In theory yes, but the acid blend you added contains much more Malic per gram than naturally occurring acid in grape must so you would probably never be able to taste any reduction depending on how much you added.
FWIW my first try at fresh grapes long ago I mistakenly added some Malic I had purchased by accident thinking that was what I needed instead of Tartaric. Luckily I had another 6G to blend it with down the road and it turned out fine.
This is one of those wine making mistakes you only make once. Like accidentally leaving the spigot in the open position as you pour in your juice bag on a Kit wine.
FWIW my first try at fresh grapes long ago I mistakenly added some Malic I had purchased by accident thinking that was what I needed instead of Tartaric. Luckily I had another 6G to blend it with down the road and it turned out fine.

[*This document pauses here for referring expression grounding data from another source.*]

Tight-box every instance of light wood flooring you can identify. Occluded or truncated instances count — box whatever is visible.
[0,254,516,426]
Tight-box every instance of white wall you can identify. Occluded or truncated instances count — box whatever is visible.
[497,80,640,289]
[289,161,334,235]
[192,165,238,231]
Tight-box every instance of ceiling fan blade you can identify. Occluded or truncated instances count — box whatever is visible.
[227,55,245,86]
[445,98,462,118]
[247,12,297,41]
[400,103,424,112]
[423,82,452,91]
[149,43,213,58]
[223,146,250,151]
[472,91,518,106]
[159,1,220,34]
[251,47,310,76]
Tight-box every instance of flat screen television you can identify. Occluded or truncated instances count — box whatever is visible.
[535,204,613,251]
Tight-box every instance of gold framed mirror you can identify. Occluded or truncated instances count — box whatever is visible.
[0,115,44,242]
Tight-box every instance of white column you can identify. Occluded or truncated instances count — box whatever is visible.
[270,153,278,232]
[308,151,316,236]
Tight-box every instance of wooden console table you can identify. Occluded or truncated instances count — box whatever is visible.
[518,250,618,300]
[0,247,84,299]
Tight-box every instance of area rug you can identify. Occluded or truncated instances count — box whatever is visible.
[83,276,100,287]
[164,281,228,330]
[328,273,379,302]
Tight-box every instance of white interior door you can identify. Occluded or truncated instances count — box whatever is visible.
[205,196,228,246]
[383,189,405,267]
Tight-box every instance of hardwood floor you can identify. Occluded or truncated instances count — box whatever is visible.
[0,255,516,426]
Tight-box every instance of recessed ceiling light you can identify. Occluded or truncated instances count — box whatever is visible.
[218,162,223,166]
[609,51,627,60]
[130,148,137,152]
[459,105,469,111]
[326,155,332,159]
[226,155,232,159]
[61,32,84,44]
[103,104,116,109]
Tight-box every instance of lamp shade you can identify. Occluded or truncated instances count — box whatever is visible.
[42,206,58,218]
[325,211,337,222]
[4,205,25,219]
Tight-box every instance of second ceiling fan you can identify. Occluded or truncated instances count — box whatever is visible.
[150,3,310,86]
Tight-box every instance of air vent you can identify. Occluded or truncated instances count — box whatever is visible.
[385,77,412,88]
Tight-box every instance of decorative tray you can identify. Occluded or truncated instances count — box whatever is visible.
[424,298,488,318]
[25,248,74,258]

This is one of those wine making mistakes you only make once. Like accidentally leaving the spigot in the open position as you pour in your juice bag on a Kit wine.
Well lesson learned, did some research on the malic and found what you were referring to the 2 types D and L. To boot Carlson's blend is 10% tartaric, 50% Malic and 40% Citric not a good ratio. I'm stuck with the citric so the question is would the MLB if left in long enough convert all the naturally occuring malic and I would only be left with the synthetic? Per the ratio I have about 13g of synthetic. The other recommendation rather then carbonate was to blend the wine. All I have to blend with is a lower end Malbec and a better Pinot Noir.
Any recommendations or should I just leave it and have a "not the greatest wine".